In our earlier work, we used NPs with a chemically well-defined, carboxylic acid-functionalized surface to measure the binding of various proteins. In the present study, we focus on a single protein, again HSA, and explore the change in protein binding onto CdSe/ZnS core–shell QDs with different surface functionalities. These NPs were water-solubilized with small thiolated ligands, leading to thin coatings around the NPs, so that intrusion of proteins into the layer, which may happen with polymeric shells, can be excluded. Cysteamine molecules, which feature primary amine groups, were covalently bound to the QD surface via their thiol groups (see Experimental) to obtain positively charged QDs. Functionalization with dihydrolipoic acid (DHLA) resulted in negatively charged QDs due to the DHLA carboxylic acid group.
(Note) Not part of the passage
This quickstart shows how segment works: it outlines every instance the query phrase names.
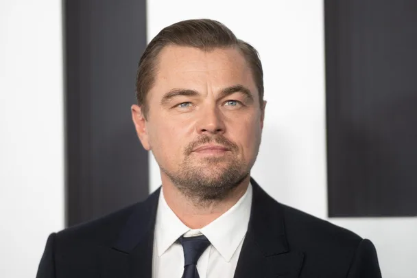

A surface coating with zwitterionic D-penicillamine (DPA), which has both an amino and a carboxyl functional group exposed to the solvent, created a QD with an overall negative net charge in PBS at pH 7.4 [29]. For comparison, we have also studied commercial QDs with a polymeric carboxylic acid surface functionalization. In the following, we discuss the effects of the different QD surfaces on the HSA binding affinity and the corona thickness and compare these results to those obtained with other NPs.

Results and Discussion

QD characterization

Hydrodynamic radii, RH, of the differently stabilized QDs, determined by FCS and dynamic light scattering (DLS), zeta potentials and fluorescence quantum yields (QY) are compiled in Table 1. The polymer-coated QDs were significantly larger than the other QD preparations because of their thick polymer shells. Experiments with cysteamine-coated QDs were complicated by their strong tendency to adhere to the glass surfaces of the sample holder. We also note that the FCS-determined RH values are larger than those measured by DLS. These differences are clearly outside of the error margins for cysteamine- and DPA-coated QDs. QDs are exceptionally bright and show intermittent emission (“blinking”), and one must take great care to avoid optical saturation, which results in an overestimation of the actual size [47,48].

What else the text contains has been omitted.